It could have been so much worse for Barack Obama

Yesterday the American electorate voted to punish President Obama for the economic failings of President Bush, by making it impossible for Obama to legislate without securing the support of the Republicans, who now have the majority in the House of Representatives.

They could have made things worse. They could have overturned the Senate majority as well. Instead they left him with the narrowest of majorities in the upper house, and two years in which to make the best of a bad job before standing for re-election in 2012.

It was a night of goodbyes to some colourful and scary characters, and a night of hellos to some other … colourful and scary characters. Goodbye to Christine O’Donnell, the Republican senatorial candidate in Delaware, known previously for her principled stand against masturbation. O’Donnell had to reassure voters that she was not a witch, even though she had confessedly once dabbled in witchcraft. Bizarre to the last, she gave a concession speech claiming that she had
actually won.

Goodbye to Carl P Paladino, the Republican contender for the governorship of New York, who had promised to take a baseball bat to Albany (the seat of government in New York State). He was angry, he let it be known, and that seemed to be the right line for a Republican to take. Everyone was saying the electorate was angry. Surely they would choose an obviously angry candidate.

Excepting that, when the candidate looked like Mr Paladino — to put it politely, like the wrong sort of Italian in a movie that was about to turn bloody — the thought of this angry man with his baseball bat going off to Albany suddenly seemed scary in the wrong sort of way. His opponent, Andrew Cuomo, son of a well-known governor who had made a point of being the right sort of Italian, suddenly looked like the only option.

For his concession speech, Mr Paladino brought along a bright orange baseball bat and told the voters they hadn’t heard the last of him.

In Kentucky, the voters welcomed Rand Paul as their future senator, and he lost no time in reminding us what he stands for: balanced budgets and the recognition that governments do not create jobs (people create jobs).

One of the things Senator Paul will be called upon to do, perhaps as early as March next year, is to vote to raise the level of federal debt. If he goes along with this, he votes against his principles. If he stymies it by use of the filibuster, he brings the US economy crashing about his ears. But Rand Paul is an ideologue, and beholden to no one. He can do a great deal of damage.

The vaunted Tea Party ideology, where it can be said to have triumphed last night, did so by giving the angry electorate a general sense that a vote for the Republicans was going to be an effective sort of protest. But the public desire to protest was not quite so burning as to bring success to all Tea Party candidates, or to every name endorsed by Sarah Palin.

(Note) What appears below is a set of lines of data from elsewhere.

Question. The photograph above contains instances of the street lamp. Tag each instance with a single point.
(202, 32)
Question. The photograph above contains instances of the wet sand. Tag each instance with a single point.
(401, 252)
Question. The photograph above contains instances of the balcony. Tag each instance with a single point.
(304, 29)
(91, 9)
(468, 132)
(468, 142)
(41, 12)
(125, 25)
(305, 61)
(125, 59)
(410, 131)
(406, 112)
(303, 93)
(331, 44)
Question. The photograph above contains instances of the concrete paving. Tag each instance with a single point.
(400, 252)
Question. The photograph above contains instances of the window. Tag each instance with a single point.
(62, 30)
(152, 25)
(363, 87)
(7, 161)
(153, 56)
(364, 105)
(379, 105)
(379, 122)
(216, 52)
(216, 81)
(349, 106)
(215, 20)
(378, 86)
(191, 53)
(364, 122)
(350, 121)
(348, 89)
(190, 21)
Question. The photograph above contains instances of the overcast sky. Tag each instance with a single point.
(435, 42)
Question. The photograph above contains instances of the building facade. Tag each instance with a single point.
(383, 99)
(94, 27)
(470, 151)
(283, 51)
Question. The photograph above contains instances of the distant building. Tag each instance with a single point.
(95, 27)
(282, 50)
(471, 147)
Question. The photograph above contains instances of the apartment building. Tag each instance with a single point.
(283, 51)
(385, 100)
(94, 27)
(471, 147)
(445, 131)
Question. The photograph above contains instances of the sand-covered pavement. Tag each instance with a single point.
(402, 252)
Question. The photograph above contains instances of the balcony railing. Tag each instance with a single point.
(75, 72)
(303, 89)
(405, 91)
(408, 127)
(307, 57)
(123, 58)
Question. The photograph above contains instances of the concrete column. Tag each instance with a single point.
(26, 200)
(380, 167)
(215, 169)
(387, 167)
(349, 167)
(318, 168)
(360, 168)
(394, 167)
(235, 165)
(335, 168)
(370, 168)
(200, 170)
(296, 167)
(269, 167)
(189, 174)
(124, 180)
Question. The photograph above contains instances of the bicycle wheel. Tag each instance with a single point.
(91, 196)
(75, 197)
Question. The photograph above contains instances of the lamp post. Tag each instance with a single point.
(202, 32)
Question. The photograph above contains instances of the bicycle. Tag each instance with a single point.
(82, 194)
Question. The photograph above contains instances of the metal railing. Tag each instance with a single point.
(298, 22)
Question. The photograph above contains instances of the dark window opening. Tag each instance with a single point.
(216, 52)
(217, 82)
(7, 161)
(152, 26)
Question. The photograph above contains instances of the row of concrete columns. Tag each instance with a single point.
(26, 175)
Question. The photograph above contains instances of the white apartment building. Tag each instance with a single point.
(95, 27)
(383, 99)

Nowhere was the failure of the Tea Party brand more notable, more dramatic than in Nevada, where Democrat Harry Reid, the Republicans’ most coveted sacrificial victim, managed to survive all that could be thrown at him. As Senate majority leader, Reid had become a hated figure for having enabled Obama to get his legislation, particularly the health bill, through the Senate.

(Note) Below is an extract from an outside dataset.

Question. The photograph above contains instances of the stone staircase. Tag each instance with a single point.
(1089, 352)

The reason he survived last night was clear: his opponent, Sharron Angle, was just too low-grade, too racist and too nutty to appeal. Her campaign ads demonised the Latino population. Her response to political questions from the press was to run away or tell the questioner to shush. She was dreadful, but the Tea Party seemed to like dreadful.

Reid however survived, and by the end of the night there was one intriguing contest left to be decided: who had won Alaska’s senatorial seat?

The Palin candidate, Joe Miller, turned out to be a dishonest lawyer who had been caught using government law office computers for a voting scam and had tried unsuccessfully to lie his way out of a corner. To read the documents in this case is to get a pungent whiff of small-town Alaskan skulduggery.

Miller had been chosen as Republican candidate over the incumbent senator, Lisa Murkowski. She herself is not exactly a deserving case, having been originally appointed to the senatorship by her father. She resented being ousted in a primary, and decided to run as a write-in candidate.

This tactic almost never succeeds — a write-in candidate has to persuade a plurality of the electorate to add his or her name to the ballot paper and to spell it correctly. It’s a tall order. But this morning, with 88 per cent of the Alaska votes counted, Murkowski was in the lead.

All this will have been watched with some frustration by Sarah Palin, Alaska’s former governor, who is currently waiting for the call of the American nation before she commits to running for the presidency in 2012. Palin has been carefully doling out support to like-minded candidates in the hope of building up a web of indebtedness.

It hasn’t gone quite according to plan. Her endorsements have had an erratic effect, as the failure of O’Donnell, Angle and perhaps Miller has demonstrated.

Had the Republicans fielded better candidates in Delaware and Nevada, they would now have two more seats in the Senate. A word in the ear of the Independent senator, Joe Lieberman, and who knows if that might not have been three.

One can say that Barack Obama had some luck yesterday — and that the person who made his luck for him was Sarah Palin.